Green and grey and white


...and quite a few of South African plants, too. At last! So simple to do, and yet I still find great resistance to the idea of indigenous plant choices, in Cape Town gardens. Julie's garden is refreshing.


The feathery and fragrant Coleonema responds well to clipping.


Texture and colour (and taste!) - Artemisa and Coleonema.


Julie travels a lot for work so does not have much time left to garden. But this garden reflects the presence of someone deeply engaged with its spirit.


I had to pinch myself to keep away from those strawberries. Mamma!


Open Gardens Constantia got a bit wet yesterday afternoon as a gale tore into town, but it is up and running today, and very much worth the outing

Thursday, November 13, 2014

Party, with Plant Palettes


The flowers in the big glass vases were cut from the garden. Not just any garden. Kirstenbosch National Botanical Garden. 


The packed party in Kirstenbosch's airy Conservatory was to celebrate the launch of my friend Marijke Honig's new and very impressive book Indigenous Plant Palettes (Quivertree)


The southernmost baobab above, and Adi Badenhorst's wines, below.


Beautiful food, with Agent Fynbos in attendance.


Wild-inspired snacks from our friend Loubie.


Heidi Bertish, garden editor of Condé Nast's House and Garden, chats with the author before the interview proper, which was very illuminating, as only the best interviews are.

I'll write more about it when I have  the time, but for now, buy the book.
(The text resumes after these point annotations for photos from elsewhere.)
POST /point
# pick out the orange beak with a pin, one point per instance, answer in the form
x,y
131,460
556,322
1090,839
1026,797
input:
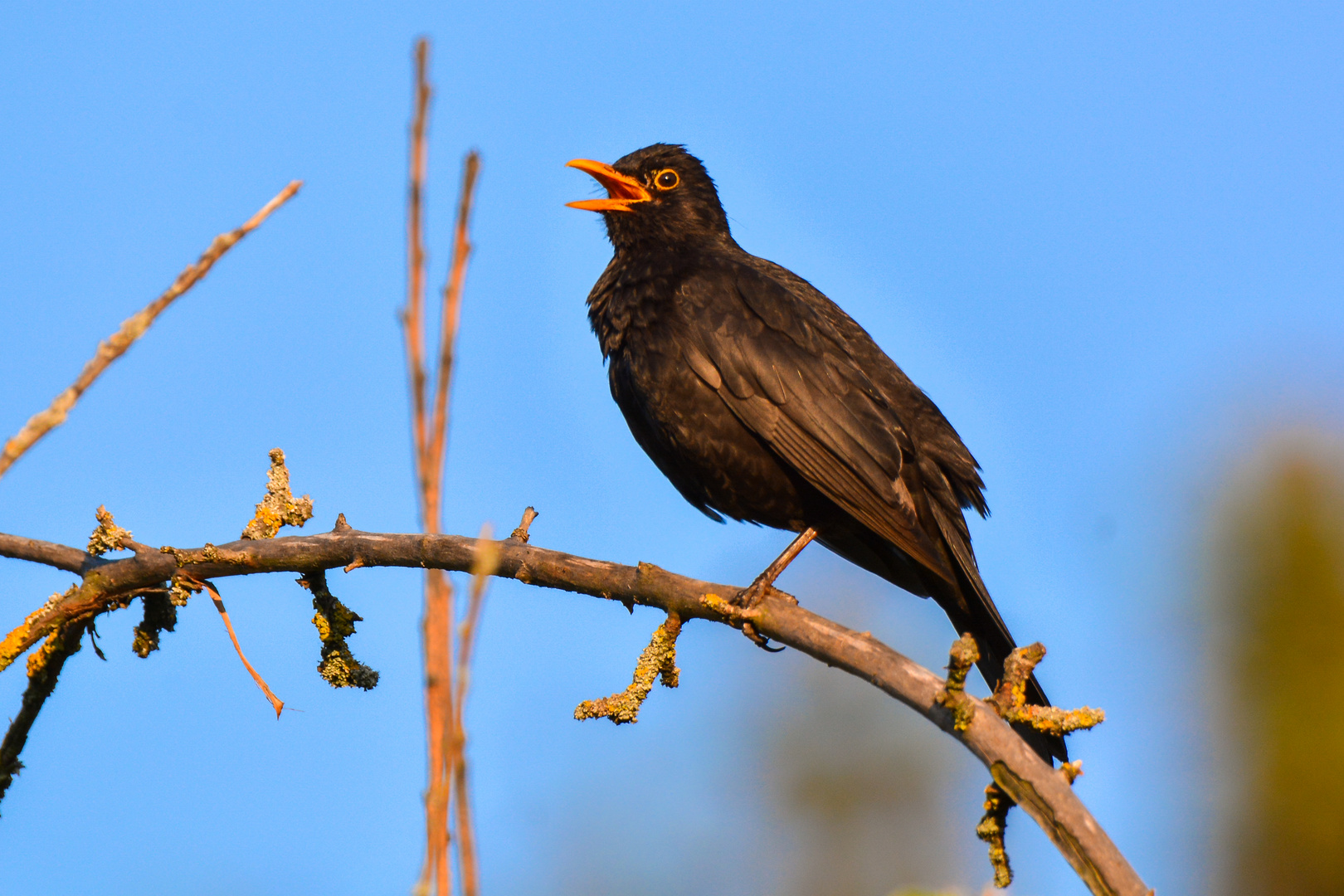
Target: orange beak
x,y
622,191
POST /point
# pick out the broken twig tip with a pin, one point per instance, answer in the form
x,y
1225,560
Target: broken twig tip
x,y
657,661
520,533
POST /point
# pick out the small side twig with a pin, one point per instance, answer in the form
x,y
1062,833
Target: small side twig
x,y
108,535
991,829
280,507
1010,698
520,533
336,622
277,704
962,659
132,329
43,670
656,661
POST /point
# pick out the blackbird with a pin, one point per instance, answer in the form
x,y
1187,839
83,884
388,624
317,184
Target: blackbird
x,y
762,401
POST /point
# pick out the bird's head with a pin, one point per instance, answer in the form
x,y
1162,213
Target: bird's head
x,y
660,193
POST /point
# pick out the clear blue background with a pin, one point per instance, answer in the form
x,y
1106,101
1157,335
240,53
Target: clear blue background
x,y
1105,240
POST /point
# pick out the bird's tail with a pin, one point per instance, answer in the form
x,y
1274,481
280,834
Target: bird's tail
x,y
968,606
972,610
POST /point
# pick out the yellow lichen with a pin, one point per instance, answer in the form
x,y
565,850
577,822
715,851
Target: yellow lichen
x,y
962,657
336,622
1010,698
657,661
108,535
14,644
280,507
991,829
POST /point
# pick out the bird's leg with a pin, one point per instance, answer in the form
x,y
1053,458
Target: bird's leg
x,y
754,592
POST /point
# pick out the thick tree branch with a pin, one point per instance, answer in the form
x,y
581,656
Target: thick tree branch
x,y
1042,791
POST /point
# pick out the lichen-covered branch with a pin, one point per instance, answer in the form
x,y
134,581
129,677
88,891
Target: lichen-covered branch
x,y
992,828
1042,791
132,329
43,670
1010,698
657,661
336,622
962,659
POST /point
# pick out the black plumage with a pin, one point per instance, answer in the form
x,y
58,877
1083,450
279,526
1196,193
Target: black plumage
x,y
762,401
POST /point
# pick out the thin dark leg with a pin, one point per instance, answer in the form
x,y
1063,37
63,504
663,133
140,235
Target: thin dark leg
x,y
757,590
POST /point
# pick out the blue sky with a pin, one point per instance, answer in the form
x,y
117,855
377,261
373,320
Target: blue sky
x,y
1105,240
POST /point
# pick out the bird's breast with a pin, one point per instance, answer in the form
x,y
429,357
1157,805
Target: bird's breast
x,y
693,436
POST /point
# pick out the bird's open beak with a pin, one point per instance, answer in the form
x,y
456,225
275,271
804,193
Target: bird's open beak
x,y
622,191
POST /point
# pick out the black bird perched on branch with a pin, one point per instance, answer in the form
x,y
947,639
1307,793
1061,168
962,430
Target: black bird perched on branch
x,y
762,401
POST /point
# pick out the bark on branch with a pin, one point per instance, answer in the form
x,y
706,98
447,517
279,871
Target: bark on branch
x,y
1042,791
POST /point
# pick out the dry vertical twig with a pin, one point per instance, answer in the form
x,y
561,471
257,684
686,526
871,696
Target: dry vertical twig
x,y
132,329
485,566
437,589
452,314
277,704
429,431
413,316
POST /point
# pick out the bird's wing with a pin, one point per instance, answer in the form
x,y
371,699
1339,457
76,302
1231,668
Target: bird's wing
x,y
786,375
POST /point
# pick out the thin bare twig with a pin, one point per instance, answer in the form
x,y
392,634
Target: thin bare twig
x,y
275,703
452,314
132,329
413,316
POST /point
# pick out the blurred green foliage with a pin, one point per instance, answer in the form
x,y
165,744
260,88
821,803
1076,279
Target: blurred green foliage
x,y
1280,574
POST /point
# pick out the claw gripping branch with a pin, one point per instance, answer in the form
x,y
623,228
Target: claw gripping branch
x,y
656,661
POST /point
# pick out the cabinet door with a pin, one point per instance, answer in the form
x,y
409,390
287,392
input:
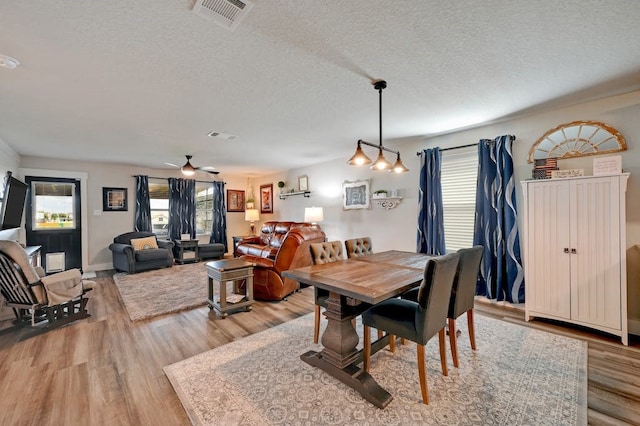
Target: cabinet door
x,y
548,268
595,266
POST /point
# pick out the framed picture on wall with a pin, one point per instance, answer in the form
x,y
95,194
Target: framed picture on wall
x,y
114,199
266,198
355,195
235,200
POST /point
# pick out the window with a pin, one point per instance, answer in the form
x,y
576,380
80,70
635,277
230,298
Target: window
x,y
53,205
159,201
204,208
459,177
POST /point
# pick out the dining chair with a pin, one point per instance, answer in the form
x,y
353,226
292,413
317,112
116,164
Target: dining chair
x,y
418,320
356,247
462,296
326,252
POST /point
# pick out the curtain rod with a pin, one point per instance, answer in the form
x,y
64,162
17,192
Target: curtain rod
x,y
452,148
201,181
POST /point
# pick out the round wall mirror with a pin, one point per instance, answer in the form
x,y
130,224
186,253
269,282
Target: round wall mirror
x,y
577,139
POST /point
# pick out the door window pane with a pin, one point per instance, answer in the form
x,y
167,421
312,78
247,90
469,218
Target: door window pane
x,y
53,205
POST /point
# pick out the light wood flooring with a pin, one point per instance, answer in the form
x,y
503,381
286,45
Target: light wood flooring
x,y
106,370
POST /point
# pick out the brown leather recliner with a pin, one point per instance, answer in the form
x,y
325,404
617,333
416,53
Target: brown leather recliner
x,y
269,241
268,282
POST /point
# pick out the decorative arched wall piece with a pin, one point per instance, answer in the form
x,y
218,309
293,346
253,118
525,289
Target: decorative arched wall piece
x,y
577,139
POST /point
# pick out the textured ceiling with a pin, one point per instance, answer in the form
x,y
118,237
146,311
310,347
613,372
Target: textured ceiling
x,y
144,82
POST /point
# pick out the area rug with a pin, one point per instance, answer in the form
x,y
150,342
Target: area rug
x,y
162,291
517,376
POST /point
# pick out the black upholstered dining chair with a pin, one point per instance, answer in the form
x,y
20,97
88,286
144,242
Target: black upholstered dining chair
x,y
419,320
462,296
356,247
326,252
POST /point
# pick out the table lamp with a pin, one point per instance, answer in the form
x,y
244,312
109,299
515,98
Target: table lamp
x,y
313,215
252,215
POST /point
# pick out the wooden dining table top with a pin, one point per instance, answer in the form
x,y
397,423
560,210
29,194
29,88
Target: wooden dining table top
x,y
370,279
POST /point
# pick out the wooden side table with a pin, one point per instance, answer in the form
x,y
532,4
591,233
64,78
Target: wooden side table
x,y
186,251
234,270
236,241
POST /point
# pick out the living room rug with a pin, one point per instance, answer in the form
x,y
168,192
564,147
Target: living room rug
x,y
518,376
162,291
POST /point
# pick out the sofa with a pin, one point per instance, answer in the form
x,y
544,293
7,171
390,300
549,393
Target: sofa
x,y
292,252
127,259
270,239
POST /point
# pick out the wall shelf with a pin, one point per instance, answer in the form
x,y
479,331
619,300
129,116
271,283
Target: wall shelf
x,y
387,202
283,196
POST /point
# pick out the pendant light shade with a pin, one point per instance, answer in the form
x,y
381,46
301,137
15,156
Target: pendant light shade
x,y
381,163
399,167
359,158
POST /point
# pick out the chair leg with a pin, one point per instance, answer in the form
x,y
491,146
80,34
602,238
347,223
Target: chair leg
x,y
443,352
366,349
472,333
453,341
423,375
316,324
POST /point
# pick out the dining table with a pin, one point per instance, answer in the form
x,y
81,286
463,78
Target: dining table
x,y
354,285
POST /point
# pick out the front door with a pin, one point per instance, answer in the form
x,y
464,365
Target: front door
x,y
52,220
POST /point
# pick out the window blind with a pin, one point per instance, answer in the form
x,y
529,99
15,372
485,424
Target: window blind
x,y
459,177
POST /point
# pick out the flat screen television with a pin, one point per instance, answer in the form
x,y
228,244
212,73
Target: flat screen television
x,y
15,194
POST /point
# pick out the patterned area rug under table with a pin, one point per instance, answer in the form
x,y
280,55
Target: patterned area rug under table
x,y
518,376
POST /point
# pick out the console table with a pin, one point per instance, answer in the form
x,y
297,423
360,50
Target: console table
x,y
234,270
186,251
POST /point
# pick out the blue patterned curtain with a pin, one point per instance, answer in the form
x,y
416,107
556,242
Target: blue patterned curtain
x,y
496,222
143,205
182,208
219,216
430,222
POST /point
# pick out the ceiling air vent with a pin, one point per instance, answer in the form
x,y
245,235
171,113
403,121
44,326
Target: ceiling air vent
x,y
226,13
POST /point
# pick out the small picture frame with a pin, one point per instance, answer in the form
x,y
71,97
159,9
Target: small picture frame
x,y
356,195
114,199
303,183
235,200
266,198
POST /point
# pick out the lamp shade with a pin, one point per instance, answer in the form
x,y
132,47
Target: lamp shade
x,y
251,215
313,214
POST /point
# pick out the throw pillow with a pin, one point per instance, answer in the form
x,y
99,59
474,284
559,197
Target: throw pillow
x,y
144,243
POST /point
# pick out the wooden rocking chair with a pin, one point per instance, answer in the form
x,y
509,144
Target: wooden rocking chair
x,y
38,301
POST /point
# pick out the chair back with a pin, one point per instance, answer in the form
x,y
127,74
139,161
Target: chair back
x,y
357,247
326,252
464,284
16,275
434,295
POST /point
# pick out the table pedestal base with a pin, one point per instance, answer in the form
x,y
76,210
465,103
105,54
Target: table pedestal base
x,y
352,376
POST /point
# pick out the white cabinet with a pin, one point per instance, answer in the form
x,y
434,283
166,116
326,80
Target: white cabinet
x,y
575,251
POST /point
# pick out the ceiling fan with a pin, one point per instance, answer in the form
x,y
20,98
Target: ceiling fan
x,y
188,169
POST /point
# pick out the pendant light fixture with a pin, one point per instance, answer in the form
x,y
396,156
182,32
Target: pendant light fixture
x,y
188,169
381,163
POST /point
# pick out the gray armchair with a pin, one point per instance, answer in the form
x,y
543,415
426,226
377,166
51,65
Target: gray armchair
x,y
126,259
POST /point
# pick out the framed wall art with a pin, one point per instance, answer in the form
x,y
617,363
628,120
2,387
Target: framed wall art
x,y
356,195
266,198
114,199
235,200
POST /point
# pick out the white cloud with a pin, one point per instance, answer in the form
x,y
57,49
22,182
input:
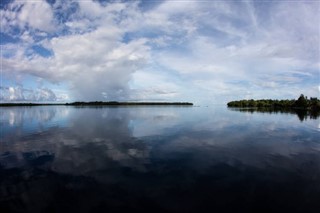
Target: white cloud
x,y
19,93
35,14
196,50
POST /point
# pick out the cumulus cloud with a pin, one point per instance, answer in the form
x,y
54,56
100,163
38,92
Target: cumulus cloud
x,y
19,93
185,50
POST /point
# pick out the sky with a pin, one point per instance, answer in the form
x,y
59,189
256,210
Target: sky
x,y
205,52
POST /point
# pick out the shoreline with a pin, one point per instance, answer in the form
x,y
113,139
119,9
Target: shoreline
x,y
100,103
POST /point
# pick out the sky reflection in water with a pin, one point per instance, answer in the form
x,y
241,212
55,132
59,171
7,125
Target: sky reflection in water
x,y
166,159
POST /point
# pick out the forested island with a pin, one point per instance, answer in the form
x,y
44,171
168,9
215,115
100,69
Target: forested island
x,y
303,107
101,103
301,103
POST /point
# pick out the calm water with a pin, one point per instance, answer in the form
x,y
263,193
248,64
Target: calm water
x,y
157,159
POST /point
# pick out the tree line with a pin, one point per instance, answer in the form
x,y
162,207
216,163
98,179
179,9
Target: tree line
x,y
303,102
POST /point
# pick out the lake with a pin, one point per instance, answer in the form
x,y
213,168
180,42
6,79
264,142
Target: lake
x,y
158,159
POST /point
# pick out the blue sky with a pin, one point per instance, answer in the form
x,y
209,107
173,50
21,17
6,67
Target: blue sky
x,y
206,52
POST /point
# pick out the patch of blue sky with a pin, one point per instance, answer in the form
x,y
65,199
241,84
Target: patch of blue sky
x,y
5,39
38,49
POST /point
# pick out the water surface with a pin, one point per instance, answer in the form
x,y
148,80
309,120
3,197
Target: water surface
x,y
157,159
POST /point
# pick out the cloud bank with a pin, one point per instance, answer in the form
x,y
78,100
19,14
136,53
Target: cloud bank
x,y
206,52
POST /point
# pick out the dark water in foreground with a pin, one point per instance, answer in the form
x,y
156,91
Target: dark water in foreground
x,y
157,159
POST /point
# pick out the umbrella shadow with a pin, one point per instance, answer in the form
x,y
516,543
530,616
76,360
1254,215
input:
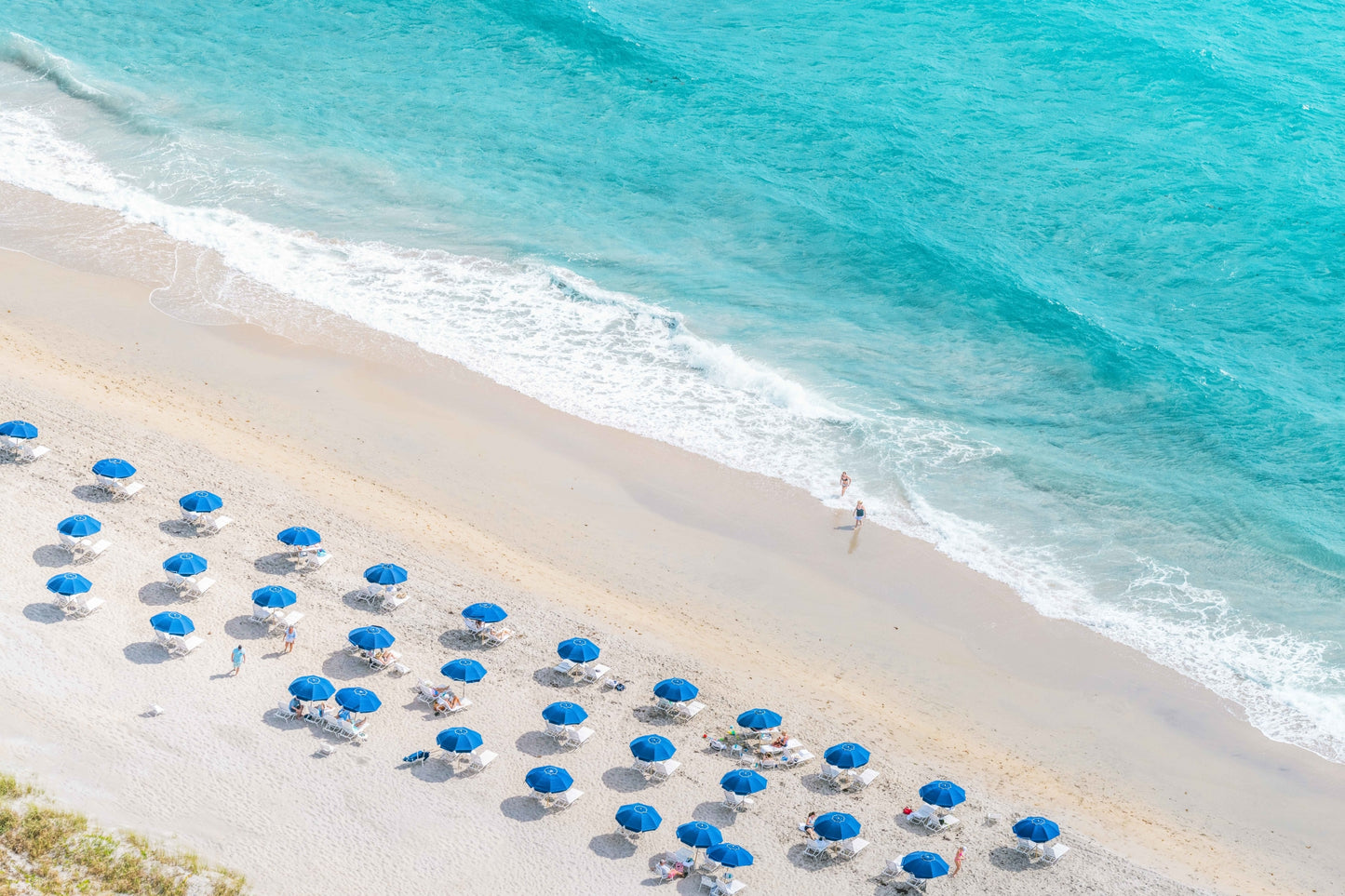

Is all I can say. It will become a botanical classic.


Open Gardens Constantia 2014


South Africa's democracy is 20 years old, and so is Open Gardens Constantia.

Come and celebrate by visiting five open gardens tomorrow and Saturday, enjoying tea and cake (being baked as we speak, several hundred of them) in one garden, an unusual plant sale in another, and local Cape Flats organic produce and beadwork in a third.

Buy a ticket for the raffle and you stand to win a copy of Marijke Honig's new Indigenous Plant Palettes (the book launch is tonight, at Kirstenbosch), a beautiful hanging basket planted with herbs, or 10 bags of Reliance organic compost.

Proceeds are donated to Abalimi Bezekhaya and Soil for Life.



Some useful links:

Open Gardens Constantia garden locations

Tickets

Plant Sale

For more background and to enjoy some of the plants that will be sold at the unusual plant sale, visit the Open Gardens Constantia blog where I have been moonlighting for the last several months.


Wednesday, November 12, 2014

Back under the mountain


Fresh from flying down across the Atlantic, then down the length of South Africa, and breaking the sound barrier in an airport cab en route to No. 9,  under a sky where clouds roiled like breakers over the mountain, I stumbled about the windy garden, where the southwester was roaring too, and took some inadequate pictures. But they still give you a sense of it...


My mom has had less help than usual in the garden - everyone aging, things falling apart, but the centre still holds: the garden looks very beautiful.


The New Dawn, as prickly and prolific as ever.


Lichen. Clean air. 


And...The Corg.

I am watching my back.

(The next few days will be taken up with Open Gardens business, photos, cake-baking, shuttling, posting.  When I can, I shall post more gardens.)